In 1940, the story was included in the anthology Laughter Parade, published by Faber & Faber. It was featured in the 1966 anthology Best Stories of Church and Clergy, published by Faber. The story was also collected in the 1979 anthology The Gambler's Companion with cartoons by Enzo Apicella, published by Paddington.

The story was translated into 57 languages published in a 6-volume set by J.H. Heineman, New York, in 1989. Each volume contains the English original and a phonetic transcription of it, with the following other languages and scripts:
- v.1: Latin, French, Spanish, Italian, Portuguese, Rumanian, Catalan, Rhaetoromansch
- v.2: Chaucerian English, Dutch, Flemish, Afrikaans, West Frisian, German, Mittelhochdeutsch, Plattdeutsch, Luxembourgian, Yiddish (Latin alphabet), Swiss German
- v.3: Swedish, Danish, Nynorsk, Norwegian, Faroese, Old Norse, Icelandic
- v.4: Esperanto, Pidgin English, French Creole, Papiamento, Finnish, Hungarian, Basque, Romany, Welsh, Breton, Irish, [[Scottish Gaelic|[Scottish] Gaelic]]
- v.5: Sanskrit, Armenian, Arabic, Maltese, Ancient Hebrew, Modern Hebrew, Aramaic, Amharic, Somali, Coptic
- v.6: Czech, Polish, Russian, Belarusian ("White Russian"), Ukrainian, Bulgarian, Macedonian, Serbo-Croatian (Latinica) ("Servo-Croatian"), Slovene ("Slovenian"), Slovak ("Slovakian")

==Influence==
In 1930, some Cambridge undergraduate students founded "The Wooster Society" and repeated the Great Sermon Handicap.

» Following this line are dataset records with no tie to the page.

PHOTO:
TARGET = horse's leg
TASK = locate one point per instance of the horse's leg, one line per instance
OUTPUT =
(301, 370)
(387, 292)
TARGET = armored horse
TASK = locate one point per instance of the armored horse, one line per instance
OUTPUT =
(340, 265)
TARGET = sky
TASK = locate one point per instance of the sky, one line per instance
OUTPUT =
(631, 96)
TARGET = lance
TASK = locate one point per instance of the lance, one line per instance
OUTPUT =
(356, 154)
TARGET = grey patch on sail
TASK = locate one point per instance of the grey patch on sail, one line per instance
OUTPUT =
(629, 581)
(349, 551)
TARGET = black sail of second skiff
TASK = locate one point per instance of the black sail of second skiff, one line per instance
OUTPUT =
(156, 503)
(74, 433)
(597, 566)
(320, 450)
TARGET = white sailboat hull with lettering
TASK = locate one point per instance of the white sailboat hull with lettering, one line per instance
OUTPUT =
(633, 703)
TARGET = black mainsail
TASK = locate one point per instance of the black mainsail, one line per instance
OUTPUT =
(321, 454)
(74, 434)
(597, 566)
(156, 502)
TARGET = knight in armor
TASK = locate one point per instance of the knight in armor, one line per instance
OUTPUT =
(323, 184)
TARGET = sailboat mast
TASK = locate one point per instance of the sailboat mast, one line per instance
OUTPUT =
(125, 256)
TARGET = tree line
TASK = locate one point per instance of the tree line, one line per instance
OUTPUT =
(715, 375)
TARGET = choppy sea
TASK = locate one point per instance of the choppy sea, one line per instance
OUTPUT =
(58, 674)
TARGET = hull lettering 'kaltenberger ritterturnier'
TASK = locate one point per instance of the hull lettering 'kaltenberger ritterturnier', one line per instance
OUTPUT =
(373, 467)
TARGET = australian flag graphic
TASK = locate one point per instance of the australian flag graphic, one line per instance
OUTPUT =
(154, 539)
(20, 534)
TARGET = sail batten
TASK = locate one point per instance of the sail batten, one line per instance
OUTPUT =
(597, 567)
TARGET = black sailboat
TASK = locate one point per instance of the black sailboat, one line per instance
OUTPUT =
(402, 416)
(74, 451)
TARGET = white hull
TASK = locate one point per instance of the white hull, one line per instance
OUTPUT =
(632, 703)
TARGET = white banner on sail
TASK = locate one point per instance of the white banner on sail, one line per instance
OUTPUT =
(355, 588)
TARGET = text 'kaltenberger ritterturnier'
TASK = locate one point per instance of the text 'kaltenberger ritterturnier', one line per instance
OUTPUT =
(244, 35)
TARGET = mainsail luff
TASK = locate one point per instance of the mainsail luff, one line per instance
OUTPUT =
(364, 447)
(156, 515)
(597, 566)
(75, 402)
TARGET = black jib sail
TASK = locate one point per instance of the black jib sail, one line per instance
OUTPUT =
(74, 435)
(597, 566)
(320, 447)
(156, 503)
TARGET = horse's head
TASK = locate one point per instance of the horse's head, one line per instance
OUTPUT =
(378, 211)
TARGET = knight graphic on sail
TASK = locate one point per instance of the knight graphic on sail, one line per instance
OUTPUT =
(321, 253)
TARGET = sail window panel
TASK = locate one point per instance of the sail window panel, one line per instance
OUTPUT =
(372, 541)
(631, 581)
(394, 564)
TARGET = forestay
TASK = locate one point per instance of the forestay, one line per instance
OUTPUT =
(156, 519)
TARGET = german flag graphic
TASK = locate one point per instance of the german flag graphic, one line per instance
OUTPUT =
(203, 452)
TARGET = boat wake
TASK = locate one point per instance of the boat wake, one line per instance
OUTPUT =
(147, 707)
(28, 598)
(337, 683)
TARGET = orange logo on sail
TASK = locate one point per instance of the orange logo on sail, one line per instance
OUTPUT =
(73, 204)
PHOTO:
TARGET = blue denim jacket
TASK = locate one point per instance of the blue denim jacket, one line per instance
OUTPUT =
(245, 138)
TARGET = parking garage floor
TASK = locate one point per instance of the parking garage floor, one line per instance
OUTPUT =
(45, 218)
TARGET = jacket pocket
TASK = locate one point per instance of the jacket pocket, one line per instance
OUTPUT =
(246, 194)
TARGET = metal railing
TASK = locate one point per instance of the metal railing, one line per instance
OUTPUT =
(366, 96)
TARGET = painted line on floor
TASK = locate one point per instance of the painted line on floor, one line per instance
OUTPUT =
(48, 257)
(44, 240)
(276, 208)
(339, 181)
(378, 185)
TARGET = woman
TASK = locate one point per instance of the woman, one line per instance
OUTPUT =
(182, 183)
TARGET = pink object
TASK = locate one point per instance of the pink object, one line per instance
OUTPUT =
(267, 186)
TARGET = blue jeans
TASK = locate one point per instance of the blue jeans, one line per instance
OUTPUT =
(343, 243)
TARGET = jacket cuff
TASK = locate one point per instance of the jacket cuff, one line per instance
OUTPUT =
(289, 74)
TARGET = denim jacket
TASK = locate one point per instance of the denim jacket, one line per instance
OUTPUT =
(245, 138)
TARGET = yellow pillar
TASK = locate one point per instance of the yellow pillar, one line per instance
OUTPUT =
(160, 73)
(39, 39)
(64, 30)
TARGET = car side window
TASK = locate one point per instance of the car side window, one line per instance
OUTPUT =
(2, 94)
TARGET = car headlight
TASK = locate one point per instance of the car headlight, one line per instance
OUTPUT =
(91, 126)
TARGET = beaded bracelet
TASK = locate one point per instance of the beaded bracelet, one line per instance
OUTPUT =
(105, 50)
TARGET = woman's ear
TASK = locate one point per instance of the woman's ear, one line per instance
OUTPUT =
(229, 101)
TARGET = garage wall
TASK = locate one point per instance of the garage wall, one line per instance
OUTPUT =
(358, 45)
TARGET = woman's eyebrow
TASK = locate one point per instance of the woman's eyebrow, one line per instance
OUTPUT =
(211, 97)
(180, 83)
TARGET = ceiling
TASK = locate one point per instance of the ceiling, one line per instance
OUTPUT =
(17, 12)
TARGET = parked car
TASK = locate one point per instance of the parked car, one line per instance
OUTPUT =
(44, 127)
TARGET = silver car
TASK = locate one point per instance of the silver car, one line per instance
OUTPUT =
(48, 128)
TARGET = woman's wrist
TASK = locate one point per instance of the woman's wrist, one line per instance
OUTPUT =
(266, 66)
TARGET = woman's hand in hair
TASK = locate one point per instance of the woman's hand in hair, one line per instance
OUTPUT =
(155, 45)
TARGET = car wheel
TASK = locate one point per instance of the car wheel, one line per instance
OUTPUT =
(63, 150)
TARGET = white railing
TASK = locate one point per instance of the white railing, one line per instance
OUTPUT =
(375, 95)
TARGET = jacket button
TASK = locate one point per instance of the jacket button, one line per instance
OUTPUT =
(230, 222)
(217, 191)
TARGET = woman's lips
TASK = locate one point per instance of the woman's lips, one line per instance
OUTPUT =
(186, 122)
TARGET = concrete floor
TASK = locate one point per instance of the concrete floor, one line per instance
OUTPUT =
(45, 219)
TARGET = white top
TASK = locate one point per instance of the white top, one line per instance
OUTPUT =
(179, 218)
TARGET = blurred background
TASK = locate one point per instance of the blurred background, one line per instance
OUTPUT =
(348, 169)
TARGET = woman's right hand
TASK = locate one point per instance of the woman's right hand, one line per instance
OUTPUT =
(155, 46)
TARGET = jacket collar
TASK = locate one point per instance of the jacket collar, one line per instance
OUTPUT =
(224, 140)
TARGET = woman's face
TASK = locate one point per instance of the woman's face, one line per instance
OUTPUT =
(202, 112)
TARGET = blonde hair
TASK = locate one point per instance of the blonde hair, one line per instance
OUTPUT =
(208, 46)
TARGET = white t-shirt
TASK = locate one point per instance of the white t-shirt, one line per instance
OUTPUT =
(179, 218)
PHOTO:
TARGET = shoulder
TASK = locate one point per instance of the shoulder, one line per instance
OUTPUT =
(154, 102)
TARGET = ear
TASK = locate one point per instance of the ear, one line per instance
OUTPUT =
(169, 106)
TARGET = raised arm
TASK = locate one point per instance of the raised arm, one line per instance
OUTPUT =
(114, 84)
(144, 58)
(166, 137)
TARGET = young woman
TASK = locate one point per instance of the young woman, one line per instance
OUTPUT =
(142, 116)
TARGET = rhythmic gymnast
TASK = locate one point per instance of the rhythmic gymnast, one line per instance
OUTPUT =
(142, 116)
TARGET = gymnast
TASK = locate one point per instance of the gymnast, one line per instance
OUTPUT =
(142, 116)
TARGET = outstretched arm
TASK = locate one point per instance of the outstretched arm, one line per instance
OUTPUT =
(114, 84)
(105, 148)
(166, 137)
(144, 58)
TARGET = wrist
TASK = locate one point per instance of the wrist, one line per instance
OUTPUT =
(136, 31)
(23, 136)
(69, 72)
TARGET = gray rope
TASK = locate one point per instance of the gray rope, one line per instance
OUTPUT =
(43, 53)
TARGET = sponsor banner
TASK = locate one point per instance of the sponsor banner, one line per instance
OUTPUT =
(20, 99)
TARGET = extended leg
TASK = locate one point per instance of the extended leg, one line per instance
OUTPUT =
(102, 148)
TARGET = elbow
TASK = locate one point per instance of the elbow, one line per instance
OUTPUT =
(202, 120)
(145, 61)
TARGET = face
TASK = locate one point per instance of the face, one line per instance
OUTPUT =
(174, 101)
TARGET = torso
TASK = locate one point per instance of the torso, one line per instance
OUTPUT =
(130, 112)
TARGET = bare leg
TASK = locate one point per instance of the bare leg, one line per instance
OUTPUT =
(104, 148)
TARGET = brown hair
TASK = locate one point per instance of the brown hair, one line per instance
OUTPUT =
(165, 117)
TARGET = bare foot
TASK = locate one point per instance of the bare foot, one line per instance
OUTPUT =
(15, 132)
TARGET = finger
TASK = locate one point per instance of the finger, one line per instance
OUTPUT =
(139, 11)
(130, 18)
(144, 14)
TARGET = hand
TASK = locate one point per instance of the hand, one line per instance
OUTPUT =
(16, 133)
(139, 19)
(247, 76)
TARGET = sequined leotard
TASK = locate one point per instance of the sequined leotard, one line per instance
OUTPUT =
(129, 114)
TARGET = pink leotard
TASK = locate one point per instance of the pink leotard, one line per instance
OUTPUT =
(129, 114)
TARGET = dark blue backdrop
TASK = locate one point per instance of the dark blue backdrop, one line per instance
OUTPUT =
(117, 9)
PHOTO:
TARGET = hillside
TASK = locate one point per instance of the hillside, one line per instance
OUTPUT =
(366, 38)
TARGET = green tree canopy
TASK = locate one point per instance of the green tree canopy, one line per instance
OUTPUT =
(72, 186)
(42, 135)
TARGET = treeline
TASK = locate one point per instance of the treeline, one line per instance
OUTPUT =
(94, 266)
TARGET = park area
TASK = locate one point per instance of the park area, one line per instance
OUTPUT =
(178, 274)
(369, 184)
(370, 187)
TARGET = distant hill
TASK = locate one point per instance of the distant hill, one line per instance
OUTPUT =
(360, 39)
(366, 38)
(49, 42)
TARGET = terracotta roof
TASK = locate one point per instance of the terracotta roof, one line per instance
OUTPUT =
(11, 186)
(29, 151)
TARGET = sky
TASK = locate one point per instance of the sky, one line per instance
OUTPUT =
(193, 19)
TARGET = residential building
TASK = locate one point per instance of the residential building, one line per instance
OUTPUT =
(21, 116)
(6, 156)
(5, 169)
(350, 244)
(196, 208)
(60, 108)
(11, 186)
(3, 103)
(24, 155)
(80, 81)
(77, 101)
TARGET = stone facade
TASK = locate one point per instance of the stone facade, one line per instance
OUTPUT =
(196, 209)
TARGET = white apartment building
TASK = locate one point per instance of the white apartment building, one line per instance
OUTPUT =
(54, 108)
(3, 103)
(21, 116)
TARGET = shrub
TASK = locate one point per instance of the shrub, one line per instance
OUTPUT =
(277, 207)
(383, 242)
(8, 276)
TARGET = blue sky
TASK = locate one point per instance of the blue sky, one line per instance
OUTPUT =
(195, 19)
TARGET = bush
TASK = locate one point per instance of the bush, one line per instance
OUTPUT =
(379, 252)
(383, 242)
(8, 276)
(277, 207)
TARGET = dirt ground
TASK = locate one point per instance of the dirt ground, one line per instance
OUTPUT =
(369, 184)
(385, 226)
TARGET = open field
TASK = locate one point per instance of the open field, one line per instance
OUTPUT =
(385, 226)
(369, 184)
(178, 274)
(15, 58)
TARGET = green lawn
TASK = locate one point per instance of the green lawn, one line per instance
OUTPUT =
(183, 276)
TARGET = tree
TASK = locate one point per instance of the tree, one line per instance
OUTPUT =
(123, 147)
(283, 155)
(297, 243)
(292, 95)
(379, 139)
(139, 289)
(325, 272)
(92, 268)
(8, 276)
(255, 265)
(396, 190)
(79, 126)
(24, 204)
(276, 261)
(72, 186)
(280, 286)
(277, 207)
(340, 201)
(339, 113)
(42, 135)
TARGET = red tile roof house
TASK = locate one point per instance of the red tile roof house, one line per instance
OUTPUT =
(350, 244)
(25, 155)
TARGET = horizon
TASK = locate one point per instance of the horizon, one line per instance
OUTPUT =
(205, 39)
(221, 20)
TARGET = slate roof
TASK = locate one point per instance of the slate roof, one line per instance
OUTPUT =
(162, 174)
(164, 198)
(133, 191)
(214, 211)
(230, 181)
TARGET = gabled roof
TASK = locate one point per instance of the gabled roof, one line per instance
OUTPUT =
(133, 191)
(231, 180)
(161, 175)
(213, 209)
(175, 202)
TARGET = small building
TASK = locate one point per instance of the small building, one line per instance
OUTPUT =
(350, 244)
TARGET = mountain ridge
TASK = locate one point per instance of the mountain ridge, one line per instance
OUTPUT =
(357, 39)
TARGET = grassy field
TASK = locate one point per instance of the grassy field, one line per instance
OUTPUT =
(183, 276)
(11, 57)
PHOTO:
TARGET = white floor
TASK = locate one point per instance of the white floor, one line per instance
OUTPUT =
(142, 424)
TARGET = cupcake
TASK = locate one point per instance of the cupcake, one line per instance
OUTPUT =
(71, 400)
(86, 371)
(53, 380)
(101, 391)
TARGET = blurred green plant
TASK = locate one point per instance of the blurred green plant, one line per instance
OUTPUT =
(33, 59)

The field included the bishops of Ely and Singapore, Monsignor Ronald Knox, and a missionary, the Rev. H. C. Read, who won preaching at the parish church of St Andrew the Great.

==Adaptations==
===Television===
The story was adapted for the third episode of the first series of The World of Wooster. The episode, titled "Jeeves and the Great Sermon Handicap", originally aired on 13 June 1965.

This story was not adapted for an episode by the Jeeves and Wooster television series.

===Radio===
This story, along with the rest of The Inimitable Jeeves, was adapted into a radio drama in 1973 as part of the series What Ho! Jeeves starring Michael Hordern as Jeeves and Richard Briers as Bertie Wooster.